Francisco Barrio Pérez, para nosotros ‘El Tío Paco’, ha sido una de las personas más interesantes que yo he conocido. Mañoso, inteligente y avispado, nació en Navaleno un 16 de junio de 1925, precisamente ahora hubiera cumplido los 100 años.
Alegre y vivaracho, pasó su niñez y juventud en Navaleno, y tras casarse con Severina Herrero, también de la localidad, se embarcaron rumbo a Argentina a finales de los años cuarenta, en un viaje que recordaban como largo y tortuoso de tres meses en el barco que partió desde el puerto de Vigo.
Sin título
En Buenos Aires les esperaban los tíos, tres hermanos de su madre Asunción, que habían emigrado décadas antes en otra de las oleadas de salida de jóvenes de los pueblos. Francisca, Esteban y Lázaro y sus familias les hicieron de anfitriones, aunque se tuvieron que ganar la vida con el trabajo que encontraron en un país que, comparado con la situación que vivía España, atravesada una época dorada y recibía a gente de distintos países.

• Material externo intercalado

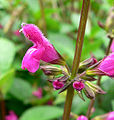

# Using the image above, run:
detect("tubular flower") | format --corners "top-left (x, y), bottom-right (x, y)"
top-left (5, 111), bottom-right (18, 120)
top-left (97, 53), bottom-right (114, 77)
top-left (52, 80), bottom-right (64, 90)
top-left (20, 23), bottom-right (65, 73)
top-left (77, 115), bottom-right (88, 120)
top-left (107, 111), bottom-right (114, 120)
top-left (86, 53), bottom-right (114, 77)
top-left (73, 81), bottom-right (85, 91)
top-left (110, 41), bottom-right (114, 52)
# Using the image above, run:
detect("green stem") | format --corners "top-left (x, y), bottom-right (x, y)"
top-left (71, 0), bottom-right (90, 77)
top-left (63, 0), bottom-right (90, 120)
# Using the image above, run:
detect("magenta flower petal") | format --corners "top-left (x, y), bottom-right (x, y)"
top-left (41, 43), bottom-right (60, 62)
top-left (77, 115), bottom-right (88, 120)
top-left (22, 47), bottom-right (45, 73)
top-left (21, 23), bottom-right (65, 73)
top-left (111, 41), bottom-right (114, 52)
top-left (21, 23), bottom-right (44, 45)
top-left (98, 53), bottom-right (114, 77)
top-left (107, 111), bottom-right (114, 120)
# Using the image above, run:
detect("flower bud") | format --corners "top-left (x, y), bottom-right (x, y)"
top-left (77, 115), bottom-right (88, 120)
top-left (73, 81), bottom-right (85, 91)
top-left (85, 81), bottom-right (106, 94)
top-left (79, 57), bottom-right (97, 72)
top-left (83, 84), bottom-right (95, 99)
top-left (40, 65), bottom-right (63, 76)
top-left (53, 80), bottom-right (64, 90)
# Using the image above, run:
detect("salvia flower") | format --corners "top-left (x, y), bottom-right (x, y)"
top-left (110, 41), bottom-right (114, 52)
top-left (86, 53), bottom-right (114, 77)
top-left (53, 80), bottom-right (64, 90)
top-left (32, 88), bottom-right (42, 99)
top-left (73, 81), bottom-right (85, 91)
top-left (20, 23), bottom-right (65, 73)
top-left (5, 111), bottom-right (18, 120)
top-left (107, 111), bottom-right (114, 120)
top-left (77, 115), bottom-right (88, 120)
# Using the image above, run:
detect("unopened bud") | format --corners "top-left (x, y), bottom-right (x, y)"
top-left (53, 80), bottom-right (64, 90)
top-left (40, 65), bottom-right (62, 76)
top-left (79, 57), bottom-right (97, 72)
top-left (85, 81), bottom-right (106, 94)
top-left (73, 81), bottom-right (85, 91)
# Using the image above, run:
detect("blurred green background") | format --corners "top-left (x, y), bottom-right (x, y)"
top-left (0, 0), bottom-right (114, 120)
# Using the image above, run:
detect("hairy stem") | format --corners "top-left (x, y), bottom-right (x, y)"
top-left (63, 0), bottom-right (90, 120)
top-left (39, 0), bottom-right (47, 37)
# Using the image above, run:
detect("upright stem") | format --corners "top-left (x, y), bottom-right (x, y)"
top-left (0, 92), bottom-right (5, 120)
top-left (86, 37), bottom-right (113, 119)
top-left (71, 0), bottom-right (90, 77)
top-left (63, 1), bottom-right (90, 120)
top-left (39, 0), bottom-right (47, 37)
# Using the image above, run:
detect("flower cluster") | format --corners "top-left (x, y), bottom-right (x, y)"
top-left (21, 23), bottom-right (114, 100)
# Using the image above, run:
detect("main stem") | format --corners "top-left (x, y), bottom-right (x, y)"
top-left (63, 0), bottom-right (90, 120)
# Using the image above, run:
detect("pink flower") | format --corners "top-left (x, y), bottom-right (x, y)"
top-left (110, 41), bottom-right (114, 52)
top-left (13, 30), bottom-right (20, 37)
top-left (77, 115), bottom-right (88, 120)
top-left (107, 111), bottom-right (114, 120)
top-left (0, 24), bottom-right (3, 29)
top-left (20, 23), bottom-right (64, 73)
top-left (53, 80), bottom-right (64, 90)
top-left (97, 53), bottom-right (114, 77)
top-left (73, 81), bottom-right (85, 91)
top-left (32, 88), bottom-right (42, 99)
top-left (5, 111), bottom-right (18, 120)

El viaje a América no lo hicieron solos, pues les acompañaban su hermano Mariano y su mujer Paula, con el bebé de corta edad, Javier, que había nacido poco antes en Navaleno.

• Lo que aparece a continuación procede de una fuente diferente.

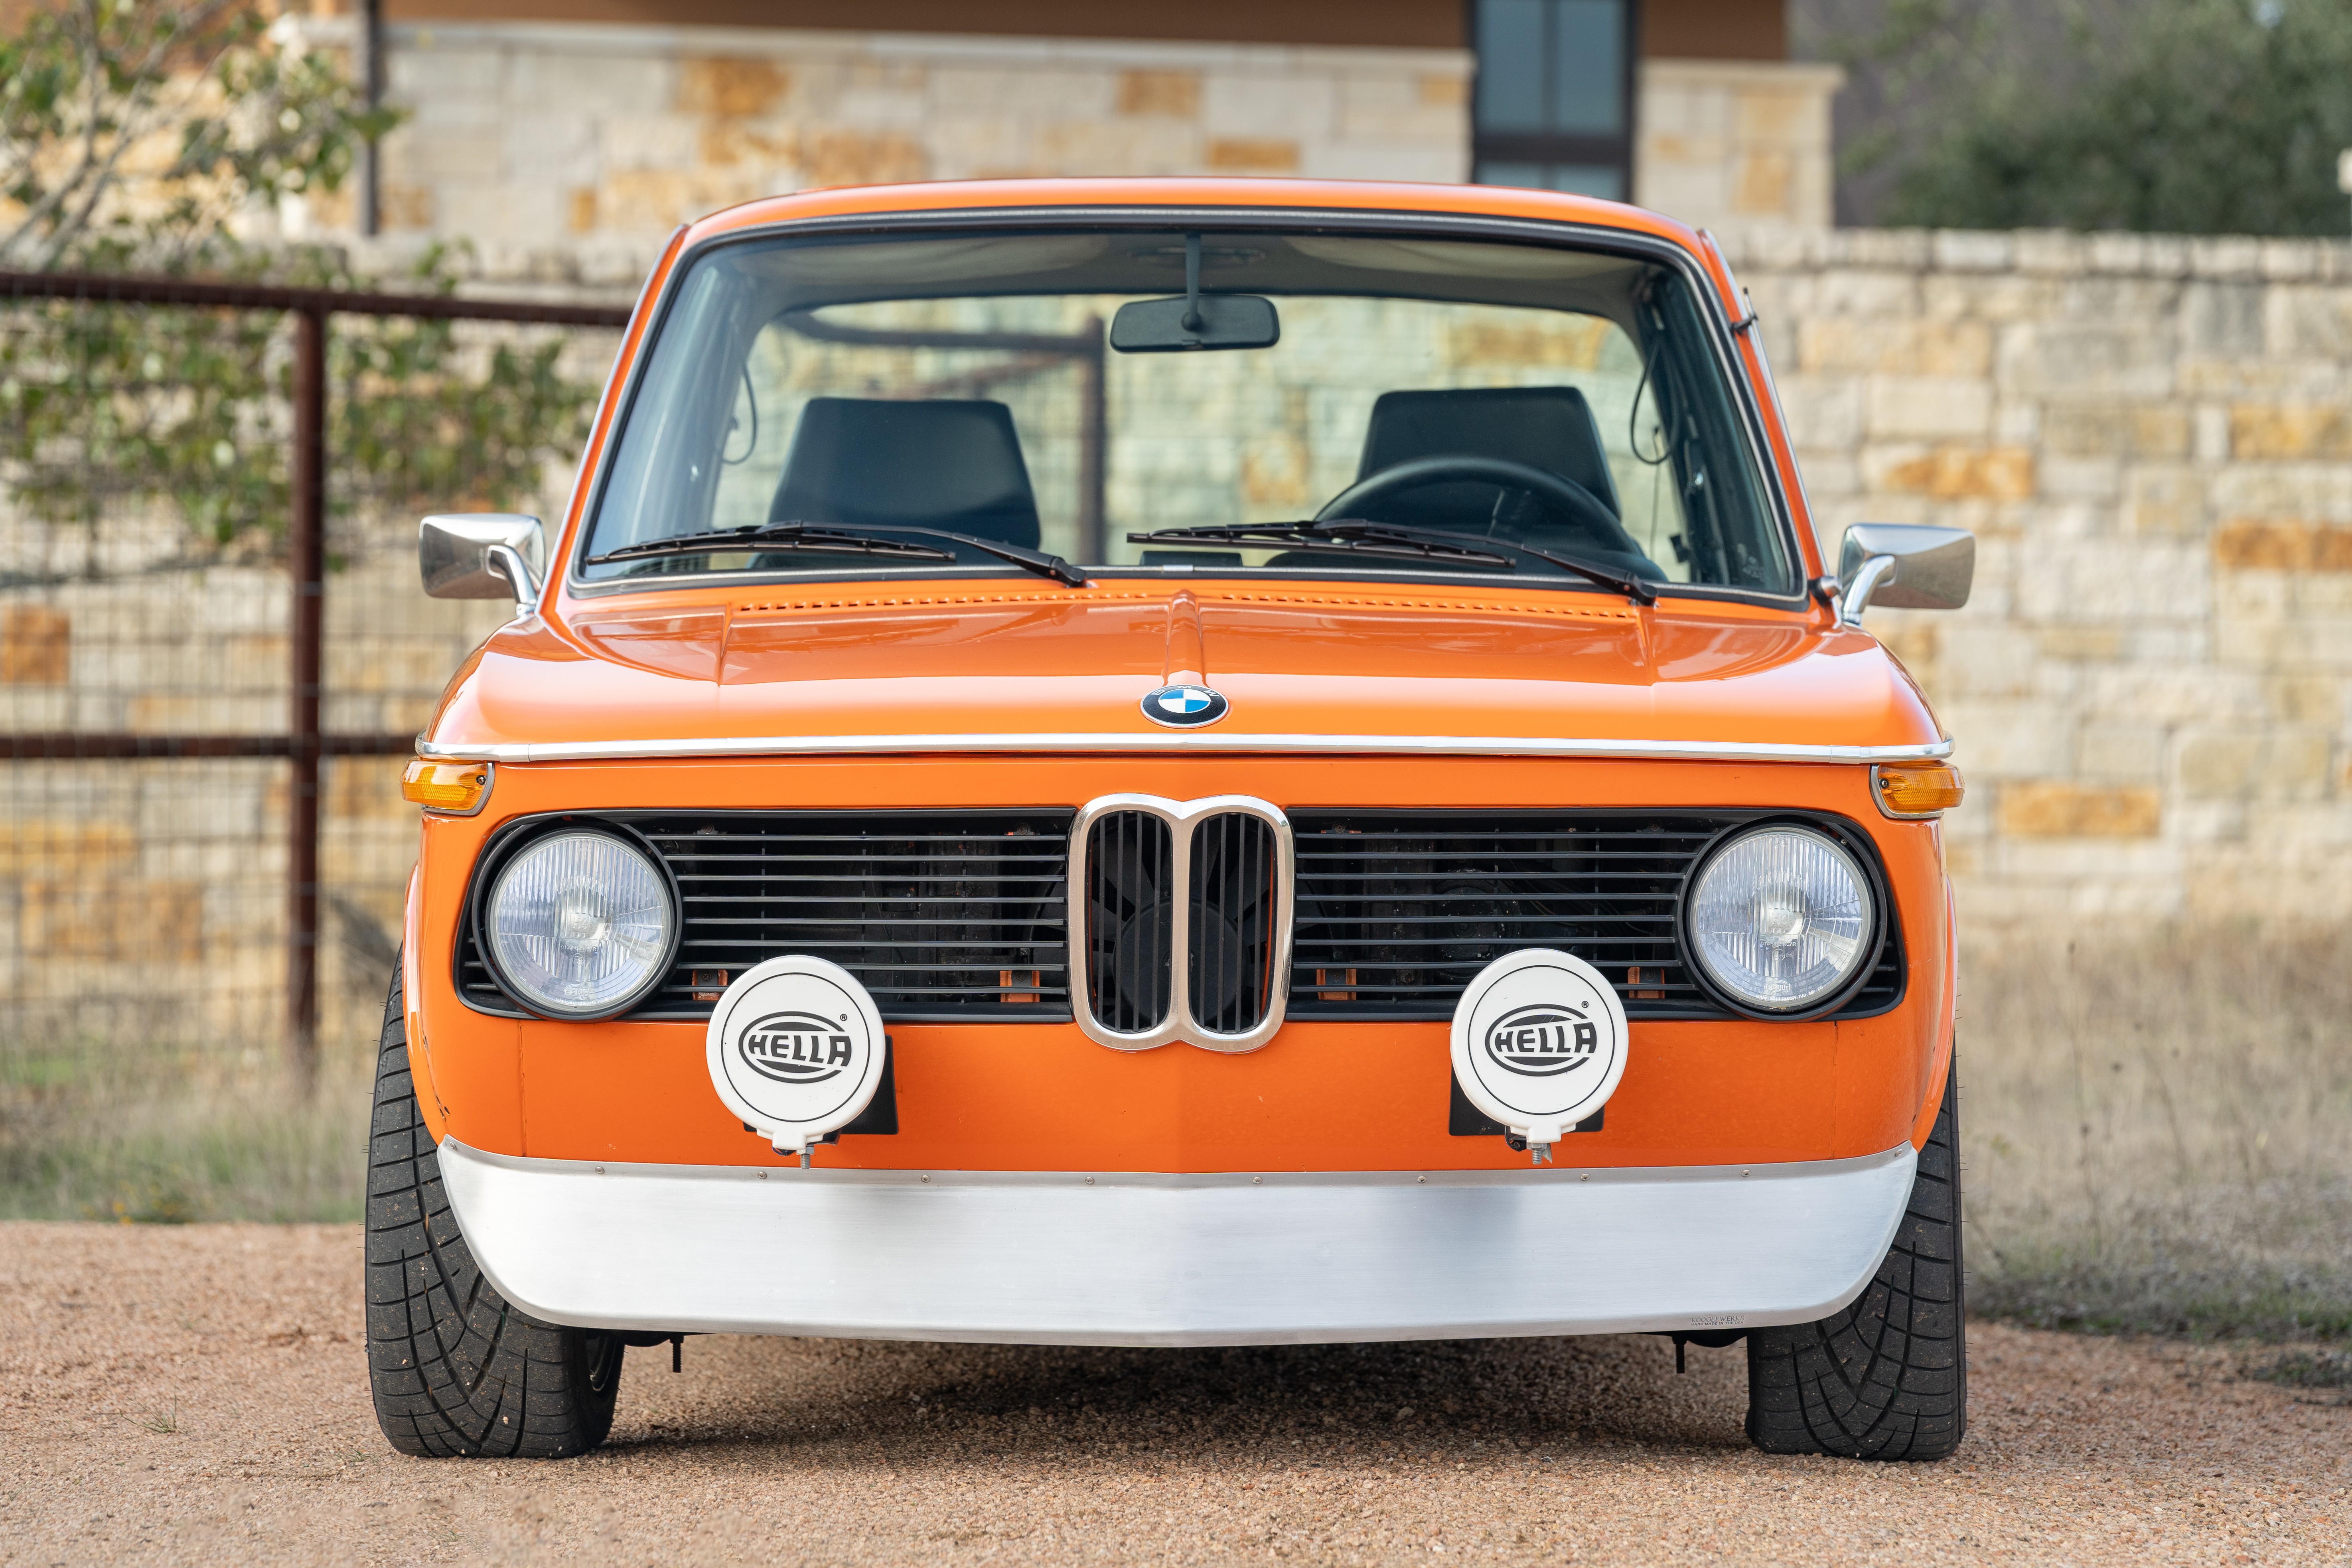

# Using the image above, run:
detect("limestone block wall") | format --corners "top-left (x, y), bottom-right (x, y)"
top-left (1725, 229), bottom-right (2352, 933)
top-left (1635, 60), bottom-right (1841, 233)
top-left (282, 18), bottom-right (1846, 264)
top-left (341, 19), bottom-right (1471, 259)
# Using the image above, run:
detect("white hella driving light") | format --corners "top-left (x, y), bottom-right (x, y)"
top-left (485, 829), bottom-right (677, 1018)
top-left (1686, 826), bottom-right (1875, 1014)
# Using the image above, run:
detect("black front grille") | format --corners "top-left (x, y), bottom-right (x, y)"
top-left (1287, 811), bottom-right (1902, 1021)
top-left (1080, 810), bottom-right (1174, 1033)
top-left (1188, 812), bottom-right (1281, 1035)
top-left (458, 810), bottom-right (1071, 1022)
top-left (458, 805), bottom-right (1907, 1028)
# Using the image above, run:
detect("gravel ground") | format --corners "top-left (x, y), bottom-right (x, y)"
top-left (2, 1223), bottom-right (2346, 1565)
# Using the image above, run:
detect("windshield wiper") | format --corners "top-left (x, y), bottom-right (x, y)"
top-left (588, 523), bottom-right (953, 567)
top-left (1128, 521), bottom-right (1513, 570)
top-left (1128, 519), bottom-right (1657, 604)
top-left (586, 521), bottom-right (1089, 587)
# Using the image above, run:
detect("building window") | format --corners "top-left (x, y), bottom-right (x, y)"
top-left (1471, 0), bottom-right (1638, 200)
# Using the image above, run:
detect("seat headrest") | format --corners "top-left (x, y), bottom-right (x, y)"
top-left (772, 397), bottom-right (1042, 549)
top-left (1356, 387), bottom-right (1622, 516)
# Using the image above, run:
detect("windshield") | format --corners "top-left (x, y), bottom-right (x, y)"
top-left (581, 228), bottom-right (1794, 597)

Buena parte de la vida laboral de Paco estuvo centrada en un comercio de alfombras y telares. Su buen talante, facilidad de palabra y cercanía con la gente, le granjeó muy buenos amigos, Con Seve, quiso tener hijos, pero no pudo ser, pero fueron muy felices en una sociedad emergente, viviendo entre el ambiente bonaerense y los veranos de playa en la costa.
Cuando éramos pequeños eran frecuentes sus cartas que nos informaban sobre cómo estaban él y la familia, y yo creía que el tío Paco era un tal Francisco Franco que cerraba la programación diaria de la televisión, mientras se escuchaba el Himno nacional.
Volvieron de visita a principios de los setenta, y encontraron un pueblo cambiado de lo que ellos recordaban cuando lo dejaron veinte años atrás. Esa fue la última vez que vio a sus padres con vida y a Esteban, uno de sus hermanos fallecido en 1980. El país del tango entró en una cadena de crisis económicas y tras la jubilación, la pareja, sin descendencia argentina, decidió a mediados de los ochenta volver a vivir a su pueblo, y con parte de sus ahorros, compró una vivienda que habían construido recientemente. Asumió también unos años la presidencia de la Asociación de la Tercera Edad de Navaleno.
Con mucho tiempo libre, metió horas y horas en la adecuación de un merendero con huerto en una parte del prado de la familia que le tocó en herencia. Ese rincón fue durante años nuestro punto de reunión, encuentro y celebraciones, hasta que un fatídico cuatro de abril de 2003, su corazón se paró, mientras se agachaba a enchufar un electrodoméstico en el salón de su casa.
Su contagiosa alegría, su baile de la jota y la entonación de canciones que se hicieron tradicionales nos acompañarán a quienes le conocimos. Valgan estas letras como recuerdo a un gran hombre que vivió para vivir.